Коренной долго молчал. Слова, которые он произнес внятно и очень значительно, казались невероятными, Мендель решил, что слышит эти слова во сне. Но – нет. Все было на самом деле.
– Ты, – начал скучным голосом, – должен во всем признаться. Они ждут от тебя признания. Скажи им: я убил мальчика. Че-ерт, забыл его имя, ну да неважно. Главное – убил. Подробности я тебе подскажу. Тебя отправят на каторгу, смертной казни за такое, слава Единому, нет. Начнутся погромы. Убьют многих невинных. Детей в том числе. И баб наших. Женщин то есть. Кровь, кровь, кровь... – Сумасшедшее пламя хлестнуло из глаз, он словно бредил. – Ужас пройдет по всей России – там, где живет наше племя.
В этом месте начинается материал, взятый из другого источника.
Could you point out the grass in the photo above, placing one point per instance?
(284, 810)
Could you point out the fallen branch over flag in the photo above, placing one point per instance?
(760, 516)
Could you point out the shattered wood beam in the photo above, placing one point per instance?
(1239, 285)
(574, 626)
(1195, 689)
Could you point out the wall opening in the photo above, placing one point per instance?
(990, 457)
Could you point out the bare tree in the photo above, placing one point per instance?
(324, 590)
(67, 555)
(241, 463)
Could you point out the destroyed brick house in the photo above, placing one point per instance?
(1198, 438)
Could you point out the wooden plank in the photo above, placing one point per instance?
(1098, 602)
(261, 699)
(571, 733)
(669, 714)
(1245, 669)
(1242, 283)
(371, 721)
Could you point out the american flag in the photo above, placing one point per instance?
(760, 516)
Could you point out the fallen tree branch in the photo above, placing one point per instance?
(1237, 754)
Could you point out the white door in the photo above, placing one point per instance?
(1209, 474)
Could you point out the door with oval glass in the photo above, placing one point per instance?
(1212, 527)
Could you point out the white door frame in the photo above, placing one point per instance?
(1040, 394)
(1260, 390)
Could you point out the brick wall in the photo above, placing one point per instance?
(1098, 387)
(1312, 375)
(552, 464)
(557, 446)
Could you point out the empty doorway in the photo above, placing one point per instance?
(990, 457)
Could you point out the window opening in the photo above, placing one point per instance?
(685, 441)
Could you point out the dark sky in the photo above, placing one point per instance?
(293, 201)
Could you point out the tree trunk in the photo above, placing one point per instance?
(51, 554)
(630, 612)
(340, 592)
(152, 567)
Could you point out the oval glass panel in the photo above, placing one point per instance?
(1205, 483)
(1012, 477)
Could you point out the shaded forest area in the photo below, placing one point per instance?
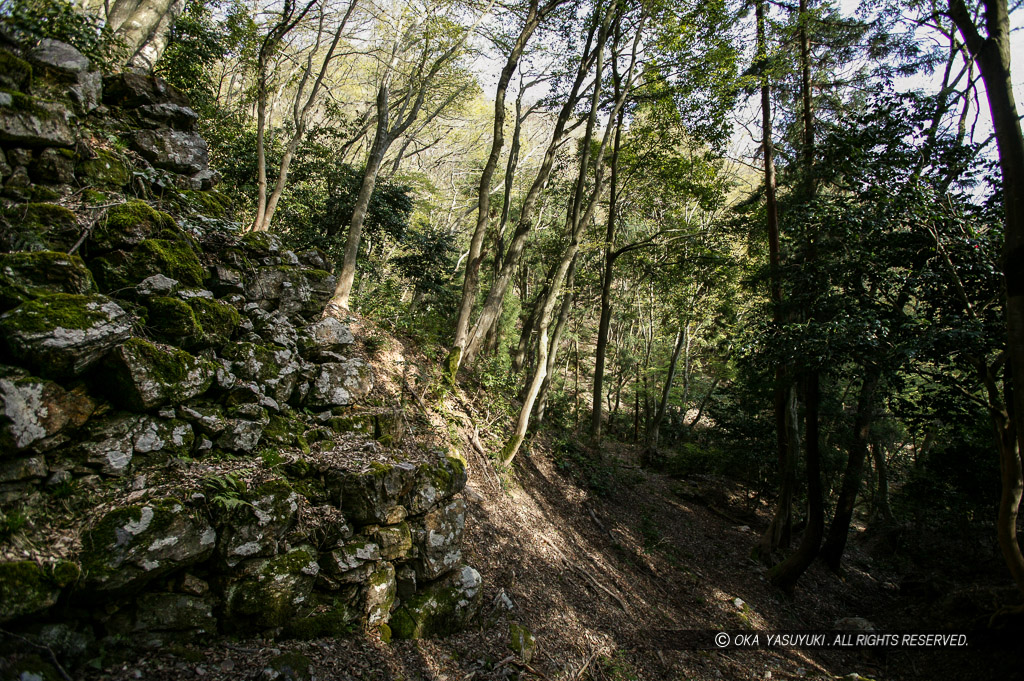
(775, 248)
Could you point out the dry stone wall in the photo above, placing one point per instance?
(185, 447)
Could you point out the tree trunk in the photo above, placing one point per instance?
(682, 338)
(779, 530)
(832, 551)
(785, 575)
(881, 506)
(382, 139)
(609, 263)
(493, 304)
(556, 337)
(471, 279)
(992, 54)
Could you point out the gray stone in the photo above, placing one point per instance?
(256, 528)
(374, 494)
(340, 384)
(439, 608)
(329, 335)
(172, 437)
(52, 167)
(143, 375)
(110, 444)
(34, 411)
(65, 334)
(176, 151)
(58, 55)
(171, 611)
(381, 590)
(132, 546)
(437, 537)
(270, 591)
(44, 124)
(158, 285)
(17, 470)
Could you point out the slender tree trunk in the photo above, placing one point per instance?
(471, 279)
(682, 338)
(493, 304)
(832, 551)
(992, 54)
(556, 338)
(785, 575)
(779, 530)
(882, 508)
(609, 263)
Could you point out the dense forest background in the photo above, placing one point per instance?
(775, 241)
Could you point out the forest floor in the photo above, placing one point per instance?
(605, 561)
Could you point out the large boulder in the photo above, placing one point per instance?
(174, 258)
(328, 335)
(65, 334)
(132, 546)
(340, 383)
(434, 482)
(25, 275)
(439, 608)
(292, 290)
(142, 376)
(34, 411)
(177, 151)
(437, 538)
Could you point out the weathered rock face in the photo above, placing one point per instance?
(34, 411)
(65, 334)
(177, 379)
(144, 375)
(130, 547)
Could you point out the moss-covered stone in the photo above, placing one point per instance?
(132, 546)
(15, 73)
(256, 527)
(270, 591)
(25, 275)
(26, 588)
(128, 224)
(217, 318)
(209, 204)
(119, 270)
(34, 411)
(33, 668)
(329, 616)
(521, 641)
(435, 482)
(64, 334)
(381, 591)
(439, 608)
(143, 375)
(104, 170)
(38, 226)
(290, 667)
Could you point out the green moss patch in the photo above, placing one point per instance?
(26, 275)
(38, 226)
(129, 224)
(26, 588)
(104, 170)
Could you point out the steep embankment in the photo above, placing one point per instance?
(187, 448)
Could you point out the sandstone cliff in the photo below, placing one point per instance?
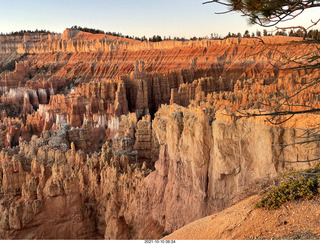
(89, 149)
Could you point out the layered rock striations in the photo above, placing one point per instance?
(106, 137)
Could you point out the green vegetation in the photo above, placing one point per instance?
(293, 186)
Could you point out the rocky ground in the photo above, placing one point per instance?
(105, 137)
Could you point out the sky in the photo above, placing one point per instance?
(182, 18)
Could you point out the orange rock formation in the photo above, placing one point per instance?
(105, 137)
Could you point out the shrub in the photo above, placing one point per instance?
(293, 186)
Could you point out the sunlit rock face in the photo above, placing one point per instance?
(107, 137)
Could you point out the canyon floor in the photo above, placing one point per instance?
(104, 137)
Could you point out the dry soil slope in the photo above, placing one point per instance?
(294, 220)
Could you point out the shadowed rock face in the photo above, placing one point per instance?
(89, 151)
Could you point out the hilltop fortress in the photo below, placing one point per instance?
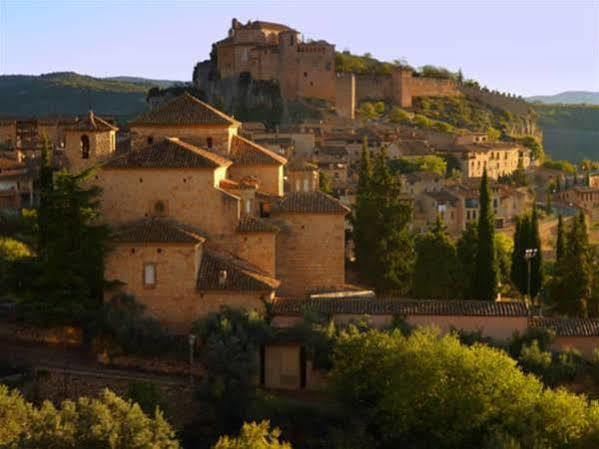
(267, 51)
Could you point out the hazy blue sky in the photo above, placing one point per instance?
(526, 47)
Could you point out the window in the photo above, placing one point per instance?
(159, 208)
(149, 274)
(84, 147)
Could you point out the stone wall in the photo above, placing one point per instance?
(189, 196)
(56, 387)
(433, 87)
(68, 335)
(102, 145)
(345, 95)
(170, 299)
(257, 248)
(8, 132)
(373, 87)
(310, 252)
И когда все станут выть и умирать, умирать и выть – тогда вдруг выяснится, что ты ни в чем не виноват. Ты станешь уважаемым человеком, все склонят головы и удивятся, евреи сойдут с ума: разве способно наше племя на такое? Кто поверит? А ты – здесь: вот он я! Человек из будущего! Слух о тебе пройдет по всей Руси великой!
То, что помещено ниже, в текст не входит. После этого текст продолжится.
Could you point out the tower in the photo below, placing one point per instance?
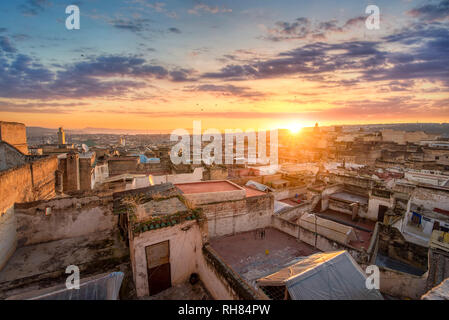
(73, 172)
(61, 136)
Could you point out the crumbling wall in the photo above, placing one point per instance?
(44, 221)
(185, 242)
(289, 192)
(10, 157)
(122, 165)
(233, 216)
(393, 244)
(221, 281)
(15, 134)
(316, 240)
(401, 285)
(29, 182)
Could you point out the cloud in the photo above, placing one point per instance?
(424, 55)
(303, 28)
(34, 7)
(432, 12)
(391, 108)
(6, 46)
(197, 9)
(135, 25)
(39, 107)
(174, 30)
(228, 90)
(100, 76)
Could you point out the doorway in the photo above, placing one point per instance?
(158, 267)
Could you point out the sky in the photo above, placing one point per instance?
(248, 64)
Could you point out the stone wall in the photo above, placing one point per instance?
(122, 165)
(185, 241)
(10, 157)
(50, 220)
(15, 134)
(393, 244)
(32, 181)
(320, 242)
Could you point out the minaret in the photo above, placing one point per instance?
(61, 136)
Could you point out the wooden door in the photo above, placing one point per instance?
(158, 267)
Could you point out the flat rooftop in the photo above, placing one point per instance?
(246, 253)
(40, 265)
(363, 228)
(251, 192)
(207, 187)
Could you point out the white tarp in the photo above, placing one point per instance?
(102, 287)
(323, 276)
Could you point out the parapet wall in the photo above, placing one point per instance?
(32, 181)
(44, 221)
(15, 134)
(234, 216)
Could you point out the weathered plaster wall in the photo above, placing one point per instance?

– Он и так пройдет... – Бейлис горько махнул рукой.
Разговор этот хорошо был слышен в соседнем кабинете, что располагался сразу же за стеной камеры. Вентиляционная решетка служила двум помещениям и была устроена столь остроумно, что из камеры доносился даже вздох или шепот, и так отчетливо и внятно, будто и стены никакой не существовало; однако все, что говорилось в служебном кабинете, в арестантскую не проникало. Тюрьма была старая, вероятно, ее строитель предусмотрел полицейские приспособления такого рода, а может быть, кто-то из наблюдательных и дотошных начальников заметил однажды странный эффект, и стали им пользоваться – в интересах народа и государства.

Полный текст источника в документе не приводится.